Dat de EU steeds meer de blik werpt op grondstoffen uit eigen continent blijft niet zonder gevolgen. Zo zijn de inkomsten uit de grondstoffen extreem belangrijk voor de economische ontwikkeling van Afrikaanse landen zelf. Ze zijn essentieel voor de economie van de toekomst en voor veel Afrikanen een belangrijke bron van werk en inkomen. Daarnaast schuilt er ook een strategisch gevaar. De Europese afwezigheid betekent namelijk niet dat anderen deze grondstoffen niet zullen gebruiken. Het zijn namelijk China en Rusland die in dat gat springen, met alle gevolgen van dien.
En dit gebeurt al. De Democratische Republiek Congo produceert 73% van de wereldvoorraad kobalt, maar het gaat vrijwel allemaal naar China. Is de bevolking daarmee beter af? Zeker niet. Corruptie, mensenrechtenschendingen en kinderarbeid zijn aan de orde van de dag in de Congolese mijnsector.
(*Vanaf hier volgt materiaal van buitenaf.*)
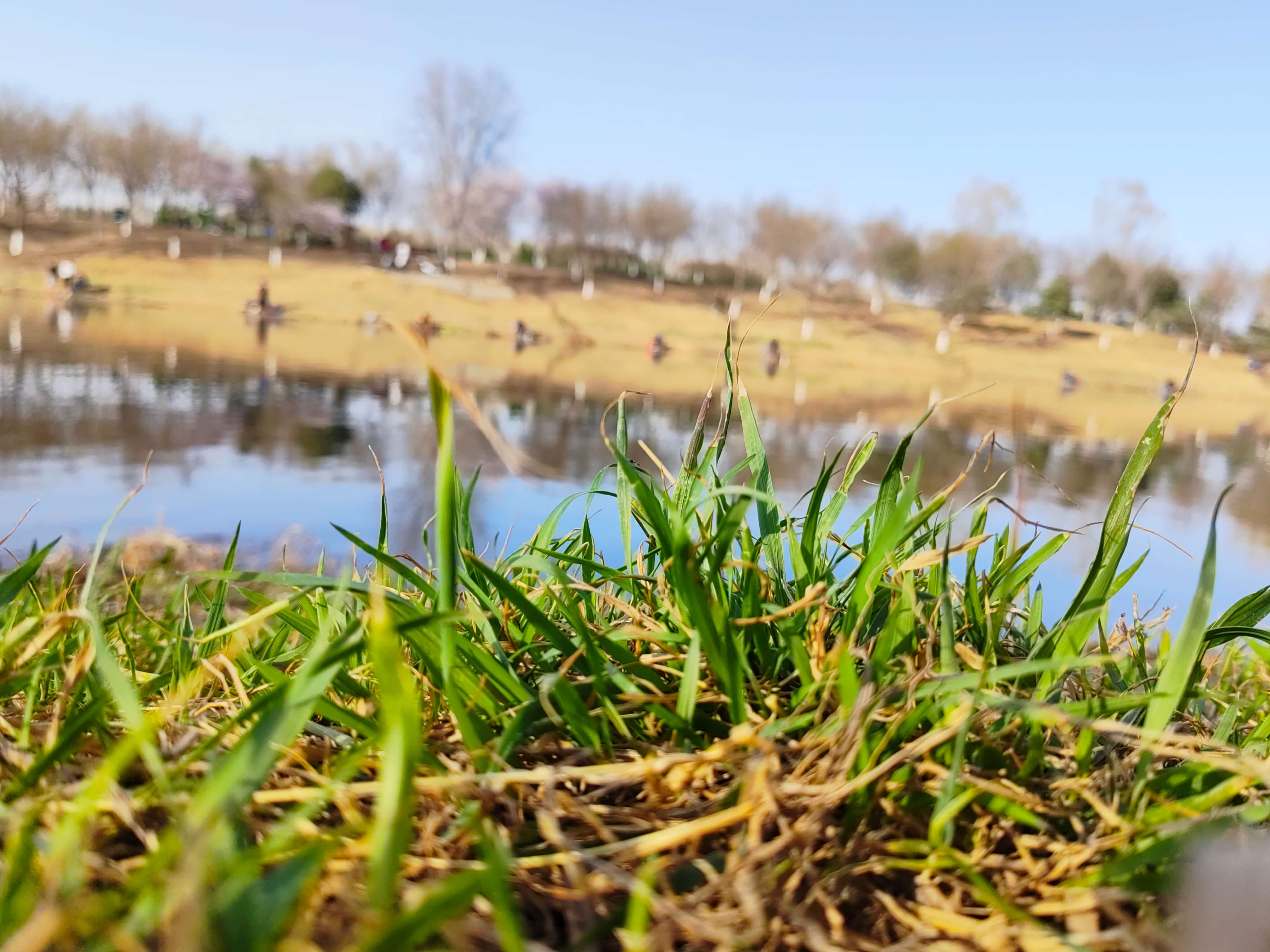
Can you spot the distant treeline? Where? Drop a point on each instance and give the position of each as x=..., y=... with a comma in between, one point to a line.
x=470, y=197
Chinese bedrijven maken er de dienst uit.
Mali is een ander voorbeeld. Het beruchte huurlingenleger Wagner levert het Malinese regime troepen in ruil voor grondstoffen. Na de staatsgreep in 2021 raakte datzelfde regime gebrouilleerd met internationale partners als Frankrijk. Wagner nam maar al te graag die plaats in. Grove mensenrechtenschendingen worden steeds vaker gemeld terwijl de grondstoffen – voornamelijk goud – richting Rusland gaan.
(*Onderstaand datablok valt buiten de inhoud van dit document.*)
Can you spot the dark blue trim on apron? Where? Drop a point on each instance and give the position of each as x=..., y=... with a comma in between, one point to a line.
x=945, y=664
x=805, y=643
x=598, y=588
Gezien de grote vraag aan grondstoffen de komende jaren kan het nog jaren duren voordat Europese landen zelf voldoende grondstoffen delven. En zelfs dan zal een groot deel mogelijk nog steeds buiten de grenzen moeten komen. Wat dat betreft blijft het Afrikaanse continent essentieel voor de Europese markt. De grote vraag is alleen op welke manier er een win-win situatie kan worden gecreëerd? Waarbij een eerlijke prijs wordt betaald en de lokale bevolking mee profiteert, Europa niet afhankelijk is van Chinese en Russische handelaren en het delven niet bijdraagt aan mensenrechtenschendingen of conflicten.
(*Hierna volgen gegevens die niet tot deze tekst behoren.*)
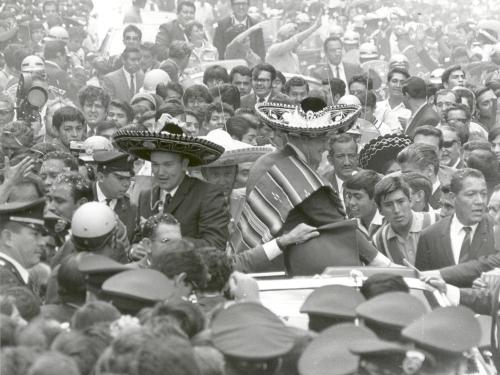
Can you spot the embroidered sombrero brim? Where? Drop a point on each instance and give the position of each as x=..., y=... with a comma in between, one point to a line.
x=143, y=143
x=290, y=119
x=376, y=153
x=245, y=155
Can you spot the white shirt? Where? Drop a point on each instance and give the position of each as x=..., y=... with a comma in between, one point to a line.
x=457, y=234
x=101, y=198
x=23, y=272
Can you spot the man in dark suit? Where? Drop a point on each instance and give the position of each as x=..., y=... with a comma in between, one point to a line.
x=415, y=98
x=114, y=171
x=200, y=207
x=21, y=242
x=465, y=236
x=263, y=76
x=175, y=29
x=334, y=66
x=125, y=82
x=228, y=28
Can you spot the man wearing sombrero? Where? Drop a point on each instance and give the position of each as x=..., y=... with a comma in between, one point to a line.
x=284, y=190
x=200, y=207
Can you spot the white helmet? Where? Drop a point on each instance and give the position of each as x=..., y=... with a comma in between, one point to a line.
x=368, y=51
x=93, y=144
x=32, y=63
x=351, y=37
x=93, y=220
x=153, y=78
x=58, y=33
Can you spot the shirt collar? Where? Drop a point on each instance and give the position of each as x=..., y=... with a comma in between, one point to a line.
x=23, y=272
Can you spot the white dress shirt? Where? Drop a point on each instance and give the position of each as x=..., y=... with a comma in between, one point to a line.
x=457, y=234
Een duurzame grondstoffenrelatie met een actieve inzet van de EU is het antwoord. Enerzijds betekent dat bij bedrijven afdwingen dat ze er alles aan doen om een positieve impact te hebben. Onder aanvoering van Lara Wolters worden daartoe de eerste positieve stappen in het Europees Parlement gezet. Maar dit kan alleen werken als de EU de juiste voorwaarden neerzet waarbinnen deze handel en investeringen kunnen plaatsvinden. Denk aan het investeren in concrete projecten in samenwerking met bijvoorbeeld lokale gemeenschappen en overheden waarbij niet alleen Europese maar vooral ook Afrikaanse bedrijven op kunnen inhaken. Voor bedrijven wordt het op deze manier veiliger om te investeren en zowel de EU als het Afrikaanse continent hebben meer zekerheid dat het op een goede manier gebeurt omdat ze actief betrokken zijn bij de projecten.
Kortom, hoe begrijpelijk het ook is dat de EU zich steeds meer richt op het delven van grondstoffen op eigen continent, de blik van Europa moet tegelijkertijd op het Afrikaanse continent gericht blijven. Is dit ook uit eigen belang? Natuurlijk. Maar door in te zetten op het sluiten van duurzame en eerlijke partnerschappen kan aan de grote Europese vraag worden voldaan én kunnen gemeenschappen die nu de dupe zijn van de Chinese en Russische aanpak er ook van profiteren. Juist de EU moet het verschil maken door dit op een dusdanige solidaire manier te doen zodat iedereen er beter van wordt.